Roland Chambers is the author of two excellent books that are excellent in very different ways: one is a children’s book called The Rooftop Rocket Party, and the other is a biography of Arthur Ransome called The Last Englishman.
He is also a dear friend of mine. He’s also the fellow who made the gorgeous, full-color maps for The Magicians and The Magician King. (You can see them here and here.) Here’s a close-up of one of the details he did for the Magician King map:
So beautiful. How does he work? He does one make a map for a fantasy novel? Let’s find out. Over Gmail chat!
me: is now good?
Roland: yes fine
me: OK, we’re doing this. question one: how’d you learn to be an illustrator? art classes? self-taught? pact w/ the devil?
Roland: I doodled a lot at school, that was about it. I wish I’d gone to art school though. Sometimes.
me: Did you have particular illustrators whose stuff you liked, and wanted to emulate?
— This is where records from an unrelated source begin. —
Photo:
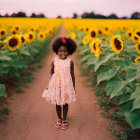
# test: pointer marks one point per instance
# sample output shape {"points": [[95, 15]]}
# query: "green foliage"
{"points": [[121, 77]]}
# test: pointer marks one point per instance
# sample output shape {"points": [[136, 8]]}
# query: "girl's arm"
{"points": [[51, 70], [72, 73]]}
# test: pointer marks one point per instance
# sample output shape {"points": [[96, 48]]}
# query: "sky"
{"points": [[66, 8]]}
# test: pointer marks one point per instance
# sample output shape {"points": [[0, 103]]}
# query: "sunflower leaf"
{"points": [[114, 87], [4, 58], [102, 59], [105, 74], [136, 93]]}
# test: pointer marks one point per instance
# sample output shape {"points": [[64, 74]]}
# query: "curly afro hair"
{"points": [[69, 43]]}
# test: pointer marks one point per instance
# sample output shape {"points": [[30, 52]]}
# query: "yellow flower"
{"points": [[93, 33], [137, 59], [116, 44], [41, 36], [135, 38], [129, 34], [86, 39], [23, 39], [95, 47], [73, 35], [3, 32], [30, 36], [137, 32], [1, 44], [17, 28], [14, 42], [138, 47]]}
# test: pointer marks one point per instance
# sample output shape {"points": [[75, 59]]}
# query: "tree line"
{"points": [[135, 15]]}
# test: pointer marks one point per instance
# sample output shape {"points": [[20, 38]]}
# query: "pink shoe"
{"points": [[64, 124], [58, 123]]}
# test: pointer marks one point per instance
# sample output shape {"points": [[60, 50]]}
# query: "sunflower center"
{"points": [[94, 47], [93, 34], [135, 38], [106, 29], [13, 32], [129, 34], [30, 36], [17, 28], [86, 29], [138, 33], [2, 32], [22, 39], [13, 42], [139, 47], [117, 44], [100, 32], [1, 45]]}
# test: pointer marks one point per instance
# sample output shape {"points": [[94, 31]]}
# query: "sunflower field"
{"points": [[110, 55], [22, 43]]}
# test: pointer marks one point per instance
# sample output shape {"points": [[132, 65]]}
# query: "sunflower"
{"points": [[13, 31], [14, 42], [138, 47], [129, 34], [23, 39], [93, 33], [86, 39], [137, 59], [30, 36], [73, 35], [100, 32], [1, 44], [116, 44], [17, 28], [137, 32], [41, 36], [95, 47], [3, 32], [135, 38]]}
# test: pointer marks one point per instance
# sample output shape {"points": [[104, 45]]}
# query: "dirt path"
{"points": [[32, 118]]}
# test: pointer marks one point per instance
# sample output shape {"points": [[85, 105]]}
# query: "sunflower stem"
{"points": [[17, 54]]}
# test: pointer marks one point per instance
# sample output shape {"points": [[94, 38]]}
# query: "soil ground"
{"points": [[32, 118]]}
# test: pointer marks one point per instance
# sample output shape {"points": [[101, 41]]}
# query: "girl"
{"points": [[61, 87]]}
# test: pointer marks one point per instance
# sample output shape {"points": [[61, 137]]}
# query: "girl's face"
{"points": [[63, 52]]}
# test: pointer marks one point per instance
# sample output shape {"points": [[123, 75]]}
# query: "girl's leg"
{"points": [[58, 110], [65, 111]]}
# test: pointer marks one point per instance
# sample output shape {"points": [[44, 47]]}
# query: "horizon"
{"points": [[65, 9]]}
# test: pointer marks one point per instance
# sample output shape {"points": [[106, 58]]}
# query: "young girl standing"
{"points": [[61, 87]]}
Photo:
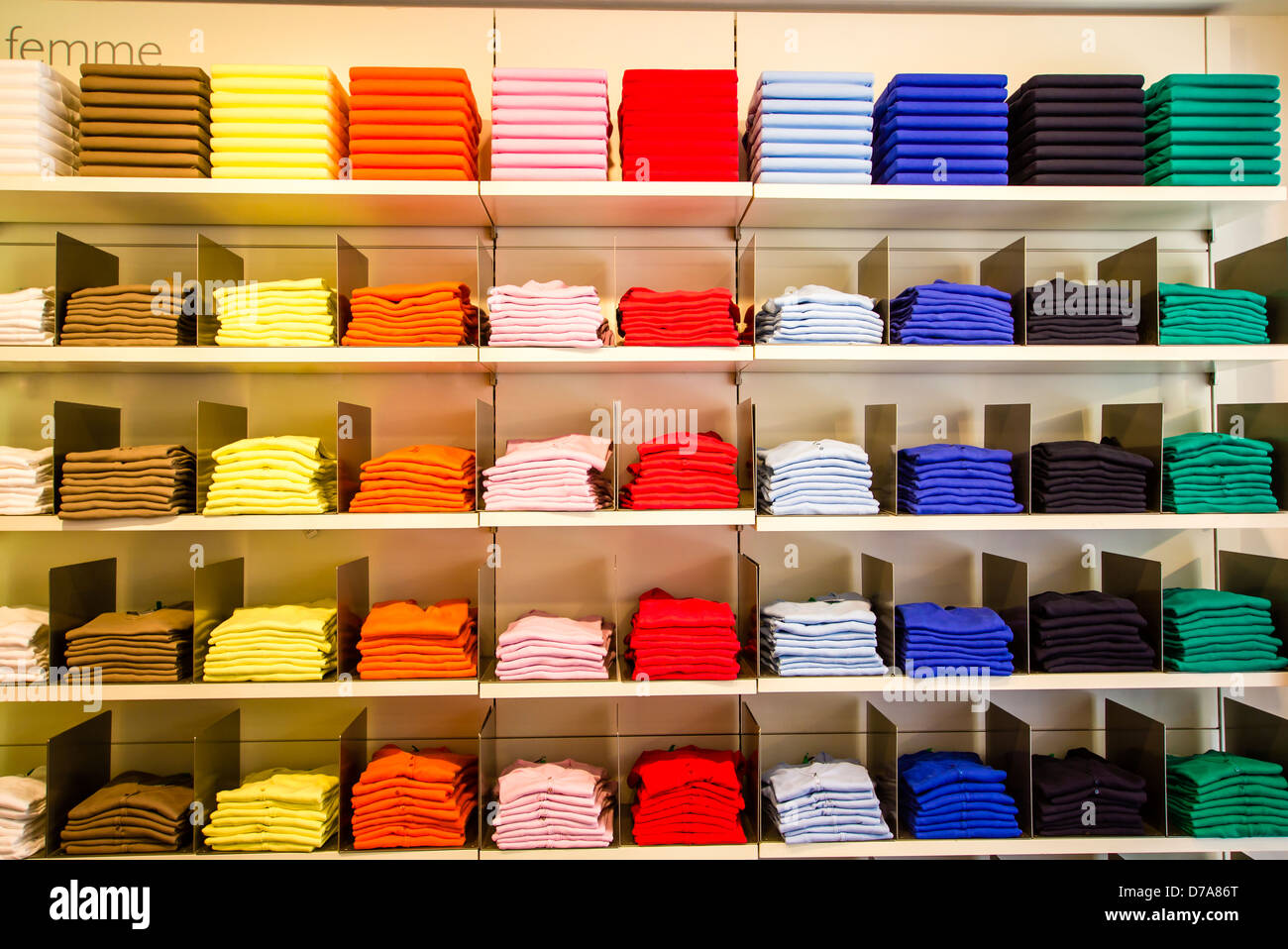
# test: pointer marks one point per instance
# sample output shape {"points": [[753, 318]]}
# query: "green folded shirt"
{"points": [[1207, 80]]}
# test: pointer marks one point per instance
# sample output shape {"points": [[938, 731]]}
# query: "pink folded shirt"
{"points": [[549, 175], [553, 75], [550, 159], [567, 777], [579, 103], [503, 145], [575, 130], [545, 86]]}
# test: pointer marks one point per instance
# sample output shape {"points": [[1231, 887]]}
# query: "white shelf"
{"points": [[934, 206], [295, 360], [232, 201], [196, 691], [786, 357], [883, 523], [467, 520], [619, 204], [616, 204], [1029, 682], [712, 518], [1026, 846], [776, 357], [616, 360]]}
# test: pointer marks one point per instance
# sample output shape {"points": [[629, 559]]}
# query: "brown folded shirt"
{"points": [[197, 103], [137, 171], [145, 130], [123, 143], [151, 159], [111, 509], [115, 114], [132, 84], [143, 291], [130, 71], [129, 455], [168, 795], [125, 819], [104, 847]]}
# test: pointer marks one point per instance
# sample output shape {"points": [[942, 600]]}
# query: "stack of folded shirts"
{"points": [[954, 640], [943, 477], [822, 476], [24, 644], [542, 645], [39, 119], [136, 812], [1078, 130], [22, 814], [688, 795], [1087, 631], [558, 805], [1090, 477], [679, 125], [27, 317], [277, 121], [1190, 314], [162, 125], [1214, 472], [829, 635], [153, 480], [953, 794], [550, 125], [552, 474], [952, 313], [154, 647], [130, 314], [1219, 631], [678, 318], [273, 644], [412, 314], [1223, 794], [819, 314], [1083, 794], [940, 129], [823, 799], [403, 640], [275, 313], [544, 314], [277, 810], [412, 124], [683, 639], [683, 471], [1076, 313], [810, 128], [275, 474], [1212, 129], [421, 798], [421, 477], [26, 480]]}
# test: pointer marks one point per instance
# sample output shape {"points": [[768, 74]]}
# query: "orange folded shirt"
{"points": [[411, 175], [413, 146]]}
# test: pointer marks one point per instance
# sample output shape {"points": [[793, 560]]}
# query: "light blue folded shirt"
{"points": [[799, 163], [862, 78], [812, 150]]}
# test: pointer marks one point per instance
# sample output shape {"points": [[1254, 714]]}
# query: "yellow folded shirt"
{"points": [[271, 445], [274, 84], [270, 71], [226, 132], [274, 172], [279, 116], [305, 145]]}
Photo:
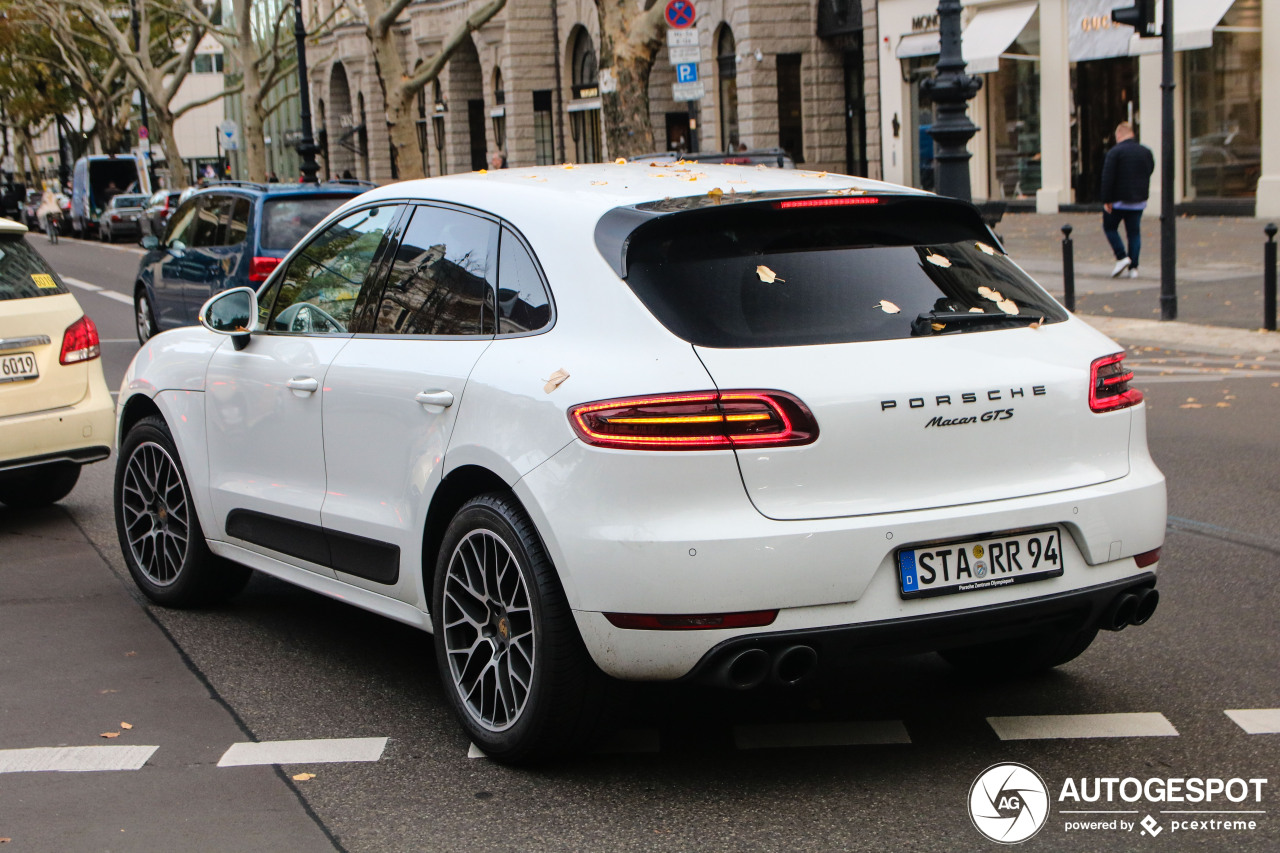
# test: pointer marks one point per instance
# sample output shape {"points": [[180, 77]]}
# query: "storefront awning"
{"points": [[919, 44], [991, 32]]}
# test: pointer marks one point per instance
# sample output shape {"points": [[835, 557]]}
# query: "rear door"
{"points": [[906, 332], [393, 395]]}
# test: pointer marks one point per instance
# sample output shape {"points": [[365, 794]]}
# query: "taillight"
{"points": [[1109, 384], [260, 268], [698, 420], [682, 623], [80, 342]]}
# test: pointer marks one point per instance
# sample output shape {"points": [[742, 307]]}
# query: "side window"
{"points": [[522, 301], [237, 227], [320, 286], [439, 278], [210, 215], [182, 227]]}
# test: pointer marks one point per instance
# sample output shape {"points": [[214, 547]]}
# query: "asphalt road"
{"points": [[279, 664]]}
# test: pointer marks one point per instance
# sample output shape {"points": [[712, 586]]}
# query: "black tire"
{"points": [[1020, 657], [39, 484], [159, 530], [144, 315], [562, 705]]}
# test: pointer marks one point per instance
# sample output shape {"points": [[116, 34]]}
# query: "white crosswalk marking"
{"points": [[821, 734], [73, 758], [1257, 720], [1083, 725], [304, 752]]}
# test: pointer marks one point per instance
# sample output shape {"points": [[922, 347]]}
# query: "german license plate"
{"points": [[18, 366], [984, 562]]}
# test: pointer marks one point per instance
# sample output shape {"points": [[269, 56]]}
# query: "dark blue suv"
{"points": [[231, 235]]}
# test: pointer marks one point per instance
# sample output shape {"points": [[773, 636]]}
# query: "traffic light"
{"points": [[1141, 16]]}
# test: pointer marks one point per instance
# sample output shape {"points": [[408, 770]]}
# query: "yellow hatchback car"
{"points": [[55, 410]]}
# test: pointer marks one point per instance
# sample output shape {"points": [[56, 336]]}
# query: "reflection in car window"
{"points": [[522, 302], [320, 286], [439, 278]]}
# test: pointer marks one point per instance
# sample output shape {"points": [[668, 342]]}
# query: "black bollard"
{"points": [[1068, 269], [1269, 278]]}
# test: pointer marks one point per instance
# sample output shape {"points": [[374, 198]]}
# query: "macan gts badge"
{"points": [[708, 448]]}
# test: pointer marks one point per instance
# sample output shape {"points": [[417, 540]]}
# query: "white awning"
{"points": [[990, 33], [919, 44], [1193, 26]]}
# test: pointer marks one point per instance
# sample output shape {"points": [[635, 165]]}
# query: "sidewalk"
{"points": [[1219, 279]]}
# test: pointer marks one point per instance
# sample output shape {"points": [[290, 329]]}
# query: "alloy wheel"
{"points": [[489, 634], [156, 512]]}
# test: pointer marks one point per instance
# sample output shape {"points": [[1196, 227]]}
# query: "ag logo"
{"points": [[1009, 803]]}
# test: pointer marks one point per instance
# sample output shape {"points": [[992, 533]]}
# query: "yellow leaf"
{"points": [[556, 381], [767, 274]]}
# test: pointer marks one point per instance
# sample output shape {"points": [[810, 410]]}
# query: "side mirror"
{"points": [[232, 313]]}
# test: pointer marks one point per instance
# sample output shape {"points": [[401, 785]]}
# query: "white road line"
{"points": [[821, 734], [1257, 720], [82, 284], [73, 758], [304, 752], [1083, 725]]}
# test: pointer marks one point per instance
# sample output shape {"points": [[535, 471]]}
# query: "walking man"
{"points": [[1125, 187]]}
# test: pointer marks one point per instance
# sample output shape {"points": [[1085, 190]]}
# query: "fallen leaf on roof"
{"points": [[767, 274], [554, 381]]}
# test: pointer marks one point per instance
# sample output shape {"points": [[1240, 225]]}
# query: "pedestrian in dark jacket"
{"points": [[1125, 188]]}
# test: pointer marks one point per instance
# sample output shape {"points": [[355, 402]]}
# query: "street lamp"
{"points": [[951, 90], [307, 146]]}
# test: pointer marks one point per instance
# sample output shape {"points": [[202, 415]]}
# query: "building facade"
{"points": [[795, 74], [1059, 76]]}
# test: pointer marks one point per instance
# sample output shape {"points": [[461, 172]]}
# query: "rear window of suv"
{"points": [[23, 273], [768, 274], [287, 220]]}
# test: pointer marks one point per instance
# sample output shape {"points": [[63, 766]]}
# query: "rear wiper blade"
{"points": [[924, 323]]}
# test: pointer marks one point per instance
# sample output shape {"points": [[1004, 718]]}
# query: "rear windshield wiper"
{"points": [[956, 320]]}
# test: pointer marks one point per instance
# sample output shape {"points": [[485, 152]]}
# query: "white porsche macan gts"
{"points": [[649, 422]]}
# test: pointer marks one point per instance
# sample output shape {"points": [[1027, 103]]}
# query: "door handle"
{"points": [[304, 384], [442, 398]]}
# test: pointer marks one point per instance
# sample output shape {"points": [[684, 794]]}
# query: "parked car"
{"points": [[229, 235], [160, 206], [704, 423], [55, 410], [122, 218]]}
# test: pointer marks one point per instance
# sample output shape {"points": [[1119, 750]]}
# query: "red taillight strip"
{"points": [[691, 623], [826, 203], [1109, 392]]}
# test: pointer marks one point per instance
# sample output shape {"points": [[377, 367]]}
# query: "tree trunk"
{"points": [[630, 39]]}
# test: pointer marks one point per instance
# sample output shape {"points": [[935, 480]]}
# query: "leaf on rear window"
{"points": [[556, 381], [767, 274]]}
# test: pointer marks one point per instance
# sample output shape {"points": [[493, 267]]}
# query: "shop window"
{"points": [[790, 106], [1224, 108]]}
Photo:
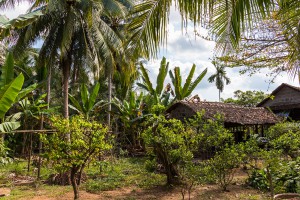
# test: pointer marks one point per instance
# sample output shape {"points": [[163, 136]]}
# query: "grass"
{"points": [[121, 173], [102, 176]]}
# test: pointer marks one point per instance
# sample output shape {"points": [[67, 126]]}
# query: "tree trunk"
{"points": [[48, 88], [74, 182], [66, 64], [29, 152], [109, 98], [171, 170], [40, 147]]}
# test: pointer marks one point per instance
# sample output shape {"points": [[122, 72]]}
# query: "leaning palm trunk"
{"points": [[48, 88], [66, 63], [109, 98]]}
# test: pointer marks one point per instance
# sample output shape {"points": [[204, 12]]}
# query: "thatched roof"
{"points": [[283, 97], [232, 113]]}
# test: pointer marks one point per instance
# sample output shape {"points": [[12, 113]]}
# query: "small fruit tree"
{"points": [[88, 139]]}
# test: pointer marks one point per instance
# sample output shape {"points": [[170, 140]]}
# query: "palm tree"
{"points": [[74, 32], [225, 20], [219, 77], [189, 85]]}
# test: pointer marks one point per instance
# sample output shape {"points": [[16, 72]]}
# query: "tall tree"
{"points": [[246, 98], [219, 77], [73, 31]]}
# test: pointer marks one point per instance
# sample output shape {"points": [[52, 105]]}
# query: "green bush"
{"points": [[258, 179], [223, 165], [172, 144], [285, 137]]}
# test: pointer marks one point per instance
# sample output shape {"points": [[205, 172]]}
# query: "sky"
{"points": [[183, 49]]}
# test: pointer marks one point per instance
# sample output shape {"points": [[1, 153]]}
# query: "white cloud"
{"points": [[18, 10], [183, 50]]}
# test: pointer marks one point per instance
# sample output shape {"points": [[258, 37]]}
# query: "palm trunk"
{"points": [[109, 98], [48, 88], [74, 182], [66, 63], [40, 147]]}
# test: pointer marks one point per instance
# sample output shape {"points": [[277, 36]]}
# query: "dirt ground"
{"points": [[236, 191], [200, 192]]}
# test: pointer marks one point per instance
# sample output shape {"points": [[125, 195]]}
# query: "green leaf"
{"points": [[93, 96], [147, 82], [9, 126], [24, 92], [163, 71], [7, 74], [76, 105], [196, 82], [9, 93], [84, 96], [188, 81]]}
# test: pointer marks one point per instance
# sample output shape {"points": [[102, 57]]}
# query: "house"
{"points": [[284, 101], [238, 119]]}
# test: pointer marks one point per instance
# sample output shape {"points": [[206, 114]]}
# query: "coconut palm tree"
{"points": [[72, 31], [219, 77], [225, 20]]}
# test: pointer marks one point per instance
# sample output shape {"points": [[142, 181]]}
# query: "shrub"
{"points": [[223, 165], [172, 144], [285, 137], [88, 139]]}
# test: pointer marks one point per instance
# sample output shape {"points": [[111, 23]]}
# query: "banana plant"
{"points": [[88, 100], [9, 91], [189, 85], [160, 95], [130, 112], [7, 25]]}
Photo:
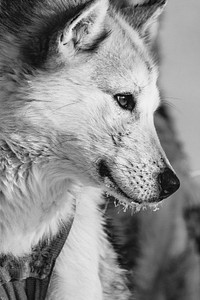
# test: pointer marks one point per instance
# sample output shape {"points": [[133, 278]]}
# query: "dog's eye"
{"points": [[125, 101]]}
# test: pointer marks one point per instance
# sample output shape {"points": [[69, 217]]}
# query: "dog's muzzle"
{"points": [[169, 183]]}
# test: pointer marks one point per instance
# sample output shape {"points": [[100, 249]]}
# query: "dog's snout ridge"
{"points": [[169, 183]]}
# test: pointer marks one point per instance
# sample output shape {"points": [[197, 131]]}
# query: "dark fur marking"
{"points": [[36, 26], [96, 42]]}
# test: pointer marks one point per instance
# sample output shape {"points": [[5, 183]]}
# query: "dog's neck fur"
{"points": [[31, 203]]}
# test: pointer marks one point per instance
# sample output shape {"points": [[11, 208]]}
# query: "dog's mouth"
{"points": [[114, 191]]}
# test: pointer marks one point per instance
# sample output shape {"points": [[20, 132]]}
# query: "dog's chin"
{"points": [[114, 192]]}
Roland: Yeah. The first illustrations I really liked were the ones in the D&D Monster Manual and the one with the gods and demi-gods. They were amazingly cool to me at the age of 10 or 11, though it meant all my figures had ridiculously narrow waists and usually wore helmets, which meant I was a late starter on faces. Next up was Gerald Scarf, because he was insanely good at faces, well at everything really. He could turn anything into anything else – Enoch Powell for example (a racist British politician) as a fluttering Union Jack. Amazing. But I could go quite a long time reeling off people I admire.
me: I had some very un-sacred feelings about some of those demi-goddesses.
Roland: Yeah me too. They were hot, but not as hot as 2000 AD’s Judge Andersen in her neoprene judge suit.
me: So how did you get started doing the map for Magician King? What’s the first step?
Roland: Your book you clutz. It’s brilliant – loads of very sharp pictures, lots of story. So I read it and made a list of what I felt were the critical geographic moments, starting with the hare in the clearing. There was something uncanny about that I loved – the invisible storm.
me: Sorry — what? I was preening.
Roland: neopreening
Can you write a story with Judge A in it?
me: In truth, I know not who that is. Only judges I know are the Dredd kind, citizen. [Obvs, I'm showing my ignorance, since a little Googling turns up the fact that Judge Andersen started out as a Dredd sidekick]
Roland: Judge Andersen was a psi judge, which means she reads your mind, though when you’re as hot as she is I imagine that gets rather repetitive …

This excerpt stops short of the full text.